The Walford Gazette (the same name of the fictional paper that would occasionally show up on the series) was born. I came up with a business plan that the 25 PBS affiliates that aired EastEnders needed a thank-you gift for contributors when they would periodically fundraise during pledge week. It was an overnight success, and I soon became something of a celebrity in the British media.
The Walford Gazette was not without its drama. I personally was banned by the BBC for running a series of photographs of an American tourist who talked her way onto the set. Visiting London in 1993, the year after we launched, I was informed by the studio's security office, "You're banned." Castmember Gretchen Franklin, who was by then in her 80s, argued with both the then executive producer and BBC Director-General, but to no avail. Thankfully, 3 years later a new regime lifted the gauntlet, and I was allowed to tread the cobblestones of Albert Square. In fact, a BBC head of drama bestowed me with a street sign prop autographed by the entire cast for my continued efforts to keep the show alive in the U.S.
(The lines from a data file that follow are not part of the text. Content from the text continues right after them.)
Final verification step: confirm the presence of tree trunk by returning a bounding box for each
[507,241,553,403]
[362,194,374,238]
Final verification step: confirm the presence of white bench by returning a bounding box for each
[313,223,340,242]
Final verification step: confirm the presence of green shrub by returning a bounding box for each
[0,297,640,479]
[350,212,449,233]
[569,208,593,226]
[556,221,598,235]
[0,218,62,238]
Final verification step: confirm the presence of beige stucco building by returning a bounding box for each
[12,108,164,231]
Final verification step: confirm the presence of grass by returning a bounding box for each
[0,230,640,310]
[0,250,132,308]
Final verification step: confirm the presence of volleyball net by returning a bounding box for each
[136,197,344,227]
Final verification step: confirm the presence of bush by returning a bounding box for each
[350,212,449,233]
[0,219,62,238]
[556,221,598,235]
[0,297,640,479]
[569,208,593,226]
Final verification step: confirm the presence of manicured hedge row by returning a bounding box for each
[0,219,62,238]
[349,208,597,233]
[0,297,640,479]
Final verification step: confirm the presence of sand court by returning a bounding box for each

Abramson told The Times of London in 1995 that he was prepared to chain himself to City Hall if EastEnders was canceled since the program was broadcast by a station, then owned by the City of New York. And then his threat showed up on page 2 in an article to next to one about Iraq. Did they lose their minds! Time Out London called me a "nutter," but ultimately praised my conviction and editorial take on a British institution that the writer admitted that most in her took country took for granted.
Dan and I went our separate ways 6 years into the venture, and I continued publishing the Gazette on my own for the next 19 years and a total of 100 issues. After reaching that milestone, I turned it over to a contributor. In 2009 and 2011, I self-published and sold more than 3,000 copies of two books, Albert Square & Me: The Actors of EastEnders, and Walford State of Mind, all culled from the content of the paper. I am as proud of the Gazette as getting published in The New York Times when I was 23 years old.
In 2012, my Anglophilia took a new turn when I published a magazine called UK:Cue – British Film, Theatre & Television On Both Sides of the Atlantic, raising $5,500 from a Kickstarter campaign to cover production and initial marketing. I launched it at BritWeek in Los Angeles and the Olivier Awards party in New York, where I explained the concept to James Corden, up for an award for his West End/Broadway tour de force, One Man, Two Guvnors. Although UK:Cue turned out great, I lacked a business partner who could close advertising deals with major brands. You never know, it might be revived.
Explaining the UK:Cue concept to James Corden at the Olivier party, great bloke!